In my experience, my pain hasn't been from managing the migration files themselv...

vortex_ape · 2024-12-28T01:38:09 1735349889

This makes a ton of sense! We've faced the same exact problem because whenever we need to add a new materialized table or column, we need to backfill data into it.

For materialized columns, it's a "easy" (not really because you still need to monitor the backfill) because we can run something like `ALTER TABLE events UPDATE materialized_column = materialized_column WHERE 1`. Depending on the materialization that can bring the load up on clickhouse because it still creates a lot of background mutations that we need to monitor, because they can fail due to all sorts of reasons (memory limit or disk space errors), in which case we need to jump in and fix things by hand.
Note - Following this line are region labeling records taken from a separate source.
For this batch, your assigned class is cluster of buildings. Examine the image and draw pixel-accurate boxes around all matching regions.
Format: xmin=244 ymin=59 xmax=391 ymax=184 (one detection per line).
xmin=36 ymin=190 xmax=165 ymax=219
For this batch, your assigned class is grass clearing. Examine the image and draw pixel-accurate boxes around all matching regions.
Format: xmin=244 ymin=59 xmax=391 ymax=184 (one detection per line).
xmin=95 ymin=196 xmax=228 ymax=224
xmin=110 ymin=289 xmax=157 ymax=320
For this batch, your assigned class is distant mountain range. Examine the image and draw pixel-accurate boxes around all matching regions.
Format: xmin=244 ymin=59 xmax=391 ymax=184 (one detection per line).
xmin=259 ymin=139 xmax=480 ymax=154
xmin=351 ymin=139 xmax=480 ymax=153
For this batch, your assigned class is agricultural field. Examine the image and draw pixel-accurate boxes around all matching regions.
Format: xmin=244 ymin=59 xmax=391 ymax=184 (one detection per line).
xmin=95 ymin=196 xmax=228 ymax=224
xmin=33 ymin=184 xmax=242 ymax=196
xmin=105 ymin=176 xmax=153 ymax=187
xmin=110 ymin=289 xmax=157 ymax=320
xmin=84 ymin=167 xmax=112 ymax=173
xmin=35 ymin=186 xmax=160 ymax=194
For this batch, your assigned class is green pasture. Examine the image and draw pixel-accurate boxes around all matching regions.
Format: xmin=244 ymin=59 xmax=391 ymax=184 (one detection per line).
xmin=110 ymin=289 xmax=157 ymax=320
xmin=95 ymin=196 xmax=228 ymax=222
For materialized tables, it's a bit harder because we need to write custom scripts to load data in day-wise (or month, depending on the data size) chunks like you mentioned, because an `INSERT INTO table SELECT * FROM another_table` will for sure run into memory limit errors depending on the data size.

I would love to think more about this to see if it's something that would make sense to handle within Houseplant.

vortex_ape · 2024-12-28T01:38:59 1735349939

I've opened an issue to track this https://github.com/juneHQ/houseplant/issues/30

Would love to chat more here or there if you're keen!